We can see this testing with neersighted/artifact-demo
:
$ docker pull neersighted/artifact-demo:latest
latest: Pulling from neersighted/artifact-demo
unsupported media type application/vnd.oci.empty.v1+json
With the containerd storage backend, there is an IsPsuedoImage
check that should cover all cases based on the fact that it will see a empty or non-image layer "layer":
However, this is not where things fail; instead we see:
$ docker pull neersighted/artifact-demo:latest
latest: Pulling from neersighted/artifact-demo
failed to unpack image on snapshotter overlayfs: no match for platform in manifest sha256:a1fa4097c5355d6ca1656dbcf41e1a40e0763d054ff098f07064666f74f41186: not found
Caused by: https://github.com/containerd/containerd/blob/e62cacc4d6704038fbddce9bebd281155dcb967e/images/image.go#L236-L242 Which is in turn due to this matching logic: https://github.com/containerd/containerd/blob/e62cacc4d6704038fbddce9bebd281155dcb967e/images/image.go#L170-L177
Which ultimately does not match, as a requested platform does not match a nil platform in image, even though a nil requested platform matches the current platform in the image.
I am not sure if IsPsuedoImage
should be called to provide a better error message, or if failing on the containerd side is better; given that this functionality is a work-in-progress, I am not too concerned, however.
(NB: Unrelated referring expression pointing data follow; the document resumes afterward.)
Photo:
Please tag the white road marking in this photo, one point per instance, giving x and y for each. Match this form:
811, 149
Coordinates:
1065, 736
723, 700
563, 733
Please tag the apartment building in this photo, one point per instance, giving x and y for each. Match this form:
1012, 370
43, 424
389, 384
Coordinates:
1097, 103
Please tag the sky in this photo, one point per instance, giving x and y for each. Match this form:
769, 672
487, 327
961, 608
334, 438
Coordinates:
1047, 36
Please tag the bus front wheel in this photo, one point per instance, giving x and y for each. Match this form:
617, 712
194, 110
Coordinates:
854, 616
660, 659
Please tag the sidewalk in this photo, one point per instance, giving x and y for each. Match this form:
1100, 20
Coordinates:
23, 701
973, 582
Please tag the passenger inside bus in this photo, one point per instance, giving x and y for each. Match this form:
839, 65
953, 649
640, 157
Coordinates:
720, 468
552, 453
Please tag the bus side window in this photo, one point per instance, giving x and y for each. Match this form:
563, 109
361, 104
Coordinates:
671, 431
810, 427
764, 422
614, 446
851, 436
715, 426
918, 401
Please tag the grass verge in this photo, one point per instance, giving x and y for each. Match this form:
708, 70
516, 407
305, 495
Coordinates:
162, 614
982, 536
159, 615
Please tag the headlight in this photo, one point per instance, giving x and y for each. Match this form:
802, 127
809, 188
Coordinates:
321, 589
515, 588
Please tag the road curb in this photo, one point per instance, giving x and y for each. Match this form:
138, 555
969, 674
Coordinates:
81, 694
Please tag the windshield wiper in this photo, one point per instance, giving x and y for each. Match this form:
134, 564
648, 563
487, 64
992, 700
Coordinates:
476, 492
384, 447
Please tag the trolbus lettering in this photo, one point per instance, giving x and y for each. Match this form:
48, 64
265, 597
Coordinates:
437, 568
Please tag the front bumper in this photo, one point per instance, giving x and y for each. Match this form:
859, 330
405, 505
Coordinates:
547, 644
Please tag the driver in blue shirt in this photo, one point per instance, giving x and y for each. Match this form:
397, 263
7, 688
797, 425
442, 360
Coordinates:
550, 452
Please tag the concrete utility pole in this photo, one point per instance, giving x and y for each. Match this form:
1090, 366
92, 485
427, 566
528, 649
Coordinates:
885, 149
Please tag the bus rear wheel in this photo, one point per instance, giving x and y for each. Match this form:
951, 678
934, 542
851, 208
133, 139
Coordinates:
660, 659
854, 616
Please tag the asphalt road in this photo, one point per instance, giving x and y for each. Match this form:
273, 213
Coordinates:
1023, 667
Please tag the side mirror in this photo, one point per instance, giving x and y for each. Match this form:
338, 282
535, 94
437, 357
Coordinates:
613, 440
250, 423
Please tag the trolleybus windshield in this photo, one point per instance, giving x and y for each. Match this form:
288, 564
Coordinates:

If this is the correct place to centralize this logic, it should probably be expanded to check e.g. artifactType, or at least the config mediaType.
Discussed yesterday in the OCI call: No one had any strong objections to the concerns I've raised here, and further inconsistencies related to the artifact mediaType and the config.mediaType fallback were noted. I'll work on a PR this next week to address these concerns + those additional ones, erring in the direction of "refer to Artifacts as a proper noun, and better explain what Artifacts and Images are in a follow-up."
In the aftermath of #999/the removal of the artifact mediaType, I believe that the guidance for descriptors has become misleading.
Artifacts are now represented using the standard image manifest and mediaType:
https://github.com/opencontainers/image-spec/blob/93f6e65855a1e046b42afbad0ad129a3d44dc971/manifest.md?plain=1#L23-L27
When we had a separate mediaType/artifact manifest, the following line in the descriptor specification was informative, as it implies that "images" (read: runnable content) should have a platform, but "artifacts" (arbitrary content) may or may not:
https://github.com/opencontainers/image-spec/blob/93f6e65855a1e046b42afbad0ad129a3d44dc971/descriptor.md?plain=1#L61
However, now that there is one manifest mediaType, this advice appears to be rather unhelpful; all manifests are now the same type, so this implies that all manifests SHOULD have a platform in their descriptor.
In practice, this has lead to implementations including/believing they should include
{"os": "unknown", "architecture": unknown"}
when describing non-image content (artifacts), which I believe to be misguided/incorrect, as values for these fields SHOULD be understood by the Go toolchain:https://github.com/opencontainers/image-spec/blob/93f6e65855a1e046b42afbad0ad129a3d44dc971/image-index.md?plain=1#L57-L65
I'd like to drop this line from the descriptor spec, or amend it to acknowledge
artifactType
, and theconfig.mediaType
fallback (collectively "artifacts"); but between these options I have no strong preference.